The castle is located about two kilometers from the train station. The trail crosses a large park, finally reaching the Chantilly racecourse. I saw a building, called Grandes Ecuries (the Great Stables), and erroneously considered it to be the castle. We did not hurry to the castle but walked slowly enjoying the ‘countryside’. The Grandes Ecuries (1719-1740) are such an imposing edifice that I thought it natural to be the castle. Inside them is the Living Museum of the Horse, which we did not visit this time. I did not see a single horse! They could accommodate 240 horses and 500 dogs for the daily rides to hunt, and one can visit the daily dressage demonstrations or re-enactments, also horse shows are regularly held beneath the dome. Prestigious races are held on the Chantilly Racecourse.

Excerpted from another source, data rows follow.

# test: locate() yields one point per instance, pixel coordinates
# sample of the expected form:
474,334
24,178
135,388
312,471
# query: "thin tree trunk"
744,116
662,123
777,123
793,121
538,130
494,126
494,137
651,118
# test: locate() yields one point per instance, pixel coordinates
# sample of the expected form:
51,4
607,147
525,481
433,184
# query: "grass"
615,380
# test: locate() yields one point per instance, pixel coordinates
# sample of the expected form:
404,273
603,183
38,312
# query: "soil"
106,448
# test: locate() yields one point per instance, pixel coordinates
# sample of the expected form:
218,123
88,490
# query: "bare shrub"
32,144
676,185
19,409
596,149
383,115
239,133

Luda saw the castle first, and we headed straight there. I carried two discount coupons taken from some magazines, and we saved about 4 Euros in total on entrance tickets. The château de Chantilly was built for the House of Montmorency, then was home to the Condés and the Duke of Aumale. The château has two parts: the Petit Château and the Château Neuf. The Château Neuf, built between 1876 and 1882, contains paint galleries, libraries and the chapel. The château is surrounded by a park with water gardens. The Condé Museum in the château has one of the oldest collections of historic art in France and its collection of paintings is only surpassed in France by Louvre.

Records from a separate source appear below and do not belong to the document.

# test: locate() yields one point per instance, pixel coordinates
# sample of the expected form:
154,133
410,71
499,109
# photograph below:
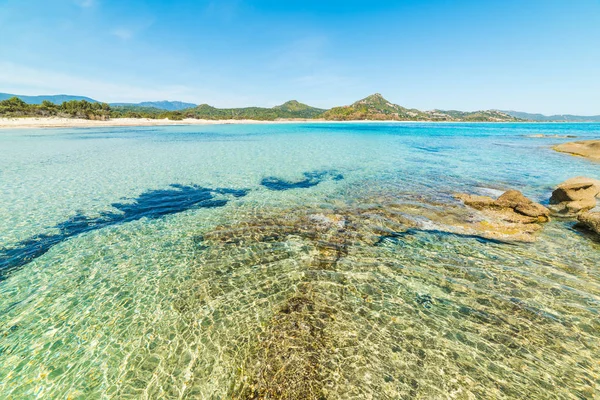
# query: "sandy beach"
24,123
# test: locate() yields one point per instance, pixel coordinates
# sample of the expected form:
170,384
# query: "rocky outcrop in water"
574,196
590,221
510,215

We visited the picture gallery, with many an impressive canvas, a separate portrait gallery; saw other objects of art such as rings, miniature items (a pistol) made of ivory, porcelain dishware; knight’s armour; the library with old books and manuscripts (I like libraries more than many other establishments), and a chapel. It should be noted that almost all the European castles (or palaces) I saw so far have a set of similar features. To say the least, none of them lacks splendour.

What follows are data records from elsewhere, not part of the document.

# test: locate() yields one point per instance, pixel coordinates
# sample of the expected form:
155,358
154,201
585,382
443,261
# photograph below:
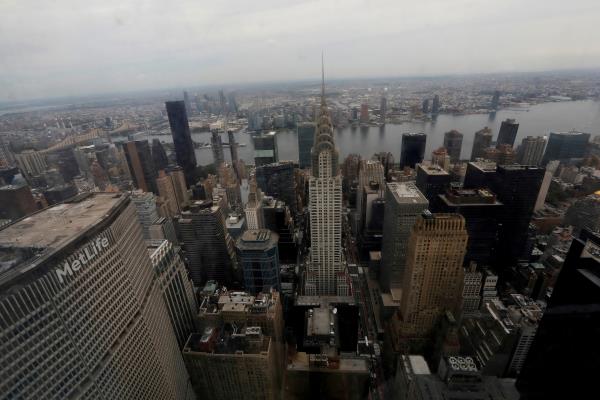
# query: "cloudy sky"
78,47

We then sat on a bench enjoying the fine weather. The visit has been a hit but ended in my spoilt spirits because we took a bus from Gare du Nord back to the hostel, wasting the time in a traffic jam. Paris metro is dirty and uncomfortable, but you cannot beat it for getting from point A to point B by the best route.



June 6

I decided to visit Saint-Germain-en-Laye after reading a short magazine story about it and the gardener. It seemed worthwhile visiting, as well as Malmaison (in the nearest vicinity of Paris). Perhaps I would combine both. Early in the morning I went to la Defense RER A, got to the platform, but after a couple of minutes an official came requesting me and all the other passengers to leave the platform because a suspicious object was found and the police blocked off the escalators. That was a natural continuation of my ‘luck’ with the Rouen train, but this time I would tolerate no aimless waiting. I rambled Le Quatre Temps mall and then went back, without paying for the metro ticket, because St. Germain cost me 2.40. I felt angry and dissatisfied, came back to hostel and complained to Luda. In an hour or so, I went to Cite, then St. Michel and searched for good books. I entered Gilbert Joseph’s specialized language department, where the books simply laughed very loudly at the thinness of my purse (or the card account, for that matter). I was particularly amazed at the profusion of textbooks on African languages. The air was rather stuffy and warm, so I returned to the abode and in the evening, together with Luda, made a real deep and serious investigation of the book market, purchasing a dozen books in French, Spanish, English, and Italian, with the prices per item being 0.50, 1, and 2 Euros.





There was a rally of many people at Place St. Michel, but we did not understand the reason of their gathering. Our bus 85 was out of service because of this and the metro very crowded.